Academics should be making use of moving images and sound to make lectures more interesting for students, according to Murray Weston, director of the British Universities Film and Video Council.
The advent of digital video cameras, PC-editing software and online video databases means it is now simple to include moving images in lectures, Mr Weston said.
"There are things people say and do that you cannot easily get from the written word," he said.
Technology's affordability and ease of use mean that staff can shoot and edit material and embed a video clip into a PowerPoint presentation without the aid of technicians.
But Mr Weston said that until now, finding and accessing suitable footage had been difficult. "There is no national catalogue of moving pictures like there is for books, so even though someone has probably shot sequences that are exactly what you need, you will not know where to find them."
Properly describing images and storing them on servers to make the materials more accessible is, Mr Weston said, the only way to increase the usage of video for teaching and research. Often, just two or three minutes of video is needed to make a point, rather than a 30-minute or hour-long production.
To make images easier to locate, the council, along with the Open University, is setting up the Managing Agent and Advisory Service for moving pictures and sound in British higher and further education.
Maas, part of the Joint Information Systems Committee's Distributed National Electronic Resource initiative, is expected to be launched in October and will contain archive film material as well as specially commissioned items.
"It will be an interesting assembly and it is just the start; we are going to be clearing quite a lot of material in the next three to five years."
The vast capacity of the SuperJanet academic network has created opportunities for using moving pictures and sound in universities, but not every lecture theatre or tutorial room has the necessary video projector and sound facilities.
Academics' attitudes about video also need to change, Mr Weston said.
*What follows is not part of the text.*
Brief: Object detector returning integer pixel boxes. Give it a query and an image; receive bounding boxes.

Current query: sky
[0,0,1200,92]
Those who have regularly used it, particularly in disciplines where its use is not necessarily expected, have often been seen as "a bit wacky" by some.
"There is a need to encourage others to understand and find out more about this content, which is genuinely informative, helpful and enriching for the whole learning, teaching and research experience."
Digital video could also be used more for assignment purposes by students, Mr Weston added.
The movie editing software included on new Apple computers makes desktop video editing very simple for anyone, although Mr Weston said the dominance of PCs in universities could restrict its use.
The film and video council also runs the Moving Image Gateway, a website that lists about 400 other websites relating to moving images and sound and their use in higher and further education.